Nous pouvons dire aussi, qu'étant donné la carence politique du PCI, nous avons été à plusieurs moments, dans la région parisienne, le seul groupe défendant ouvertement une politique trotskyste dans la classe ouvrière.
Dans le Nº 60 de la Lutte (30 Avril 1946), nous avons expliqué les raisons de la disparition de La Voix des Travailleurs. Mais nous continuons le travail selon les mêmes méthodes, et avec le même but de découvrir les meilleurs moyens pour élever le niveau de la conscience des travailleurs.
Nous sommes un groupe numériquement faible, mais à majorité ouvrière.

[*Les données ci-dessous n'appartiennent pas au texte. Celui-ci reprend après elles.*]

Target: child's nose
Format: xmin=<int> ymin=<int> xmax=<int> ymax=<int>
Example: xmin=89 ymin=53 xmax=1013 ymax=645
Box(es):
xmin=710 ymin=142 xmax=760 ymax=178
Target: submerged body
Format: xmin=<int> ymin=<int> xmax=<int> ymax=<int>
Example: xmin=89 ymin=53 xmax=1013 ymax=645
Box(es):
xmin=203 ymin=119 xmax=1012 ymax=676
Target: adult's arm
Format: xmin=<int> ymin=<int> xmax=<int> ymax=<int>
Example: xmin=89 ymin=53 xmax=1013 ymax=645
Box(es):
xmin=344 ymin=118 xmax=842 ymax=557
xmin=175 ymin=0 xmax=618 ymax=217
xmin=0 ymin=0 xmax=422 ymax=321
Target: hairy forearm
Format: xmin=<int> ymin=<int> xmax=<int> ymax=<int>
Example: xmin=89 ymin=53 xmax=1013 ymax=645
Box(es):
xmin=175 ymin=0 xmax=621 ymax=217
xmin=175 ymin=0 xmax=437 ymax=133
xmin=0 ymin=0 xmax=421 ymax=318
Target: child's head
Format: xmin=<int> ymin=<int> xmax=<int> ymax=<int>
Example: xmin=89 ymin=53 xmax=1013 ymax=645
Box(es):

Si nous n'avons actuellement aucun rapport avec le PCI, c'est parce que ses dirigeants se sont montrés absolument incapables de respecter les règles les plus élémentaires de l'honnêteté et du comportement prolétariens (tandis qu'ils sont politiquement à plat ventre devant les sociaux-démocrates et les staliniens).

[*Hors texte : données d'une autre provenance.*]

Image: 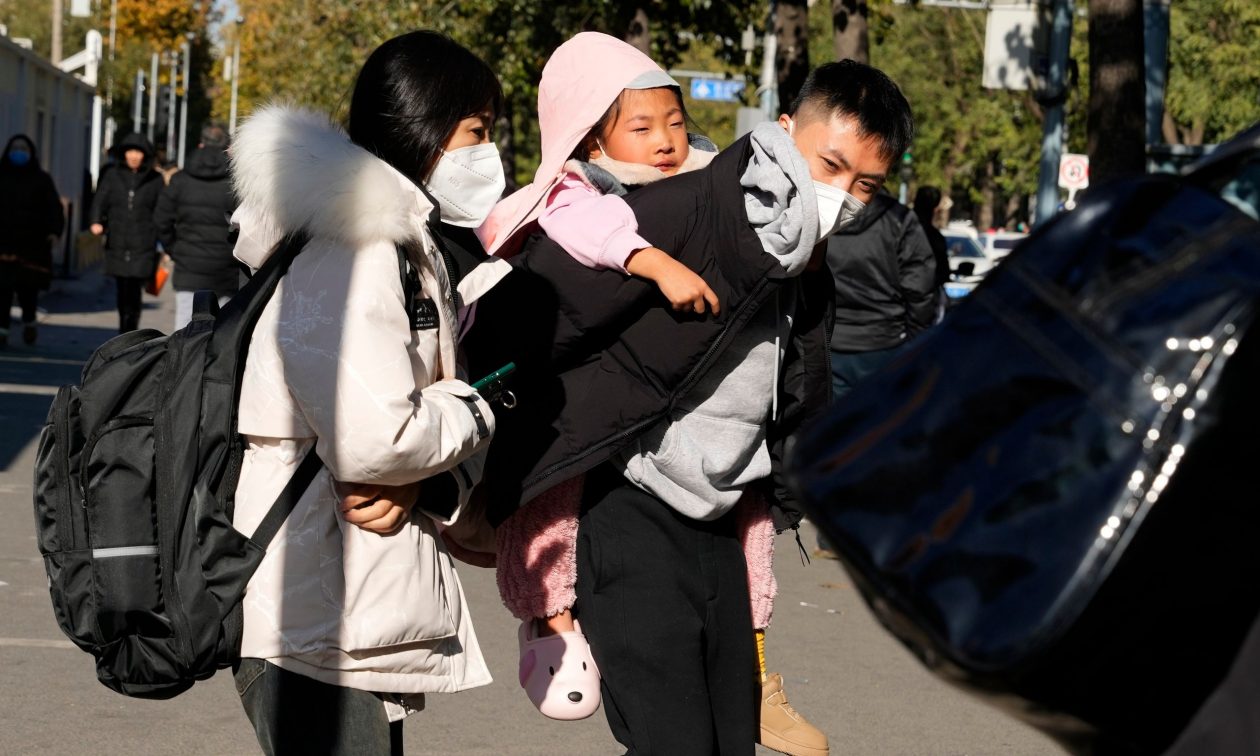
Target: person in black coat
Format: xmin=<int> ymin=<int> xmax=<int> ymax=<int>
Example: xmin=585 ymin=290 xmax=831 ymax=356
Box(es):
xmin=91 ymin=134 xmax=163 ymax=333
xmin=0 ymin=134 xmax=66 ymax=347
xmin=464 ymin=60 xmax=912 ymax=755
xmin=827 ymin=187 xmax=940 ymax=398
xmin=156 ymin=126 xmax=239 ymax=330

Alors que tout en étant soi-disant d'accord avec le programme, nous n'avons été d'accord sur rien à chaque fois qu'il s'agissait d'une chose précise, le PCI oppose à notre critique ouverte le silence, et à la recherche de la vérité, une "unité" qui, de la façon dont ils la posent, doit servir à cacher les difficultés et non à approfondir le mouvement révolutionnaire.

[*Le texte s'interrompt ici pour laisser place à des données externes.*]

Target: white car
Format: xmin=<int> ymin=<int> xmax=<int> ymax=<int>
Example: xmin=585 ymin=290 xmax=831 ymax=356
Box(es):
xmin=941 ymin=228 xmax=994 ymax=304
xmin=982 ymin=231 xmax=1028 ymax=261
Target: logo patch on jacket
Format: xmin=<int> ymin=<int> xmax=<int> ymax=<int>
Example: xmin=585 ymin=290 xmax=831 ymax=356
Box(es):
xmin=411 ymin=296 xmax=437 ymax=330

Vous pourrez vous rendre compte de nos divergences politiques avec le PCI d'après le matériel déjà reçu.
Etant donné l'importance spéciale que nous attachons à votre opinion, nous vous serions reconnaissants de nous donner votre appréciation au plus tôt. Dans cette attente, nous vous adressons, chère camarade, notre salut fraternel.
L'Union Communiste (Trotskyste)
P.S. 1 Nous vous joignons copie d'une lettre expliquant notre rupture avec les groupes ayant formé le PCI, et restée sans réponse.
P.S. 2 Nous vous prions de nous adresser votre correspondance à l'adresse : Jacques Ramboz 3, Bd Victor Paris (15ème)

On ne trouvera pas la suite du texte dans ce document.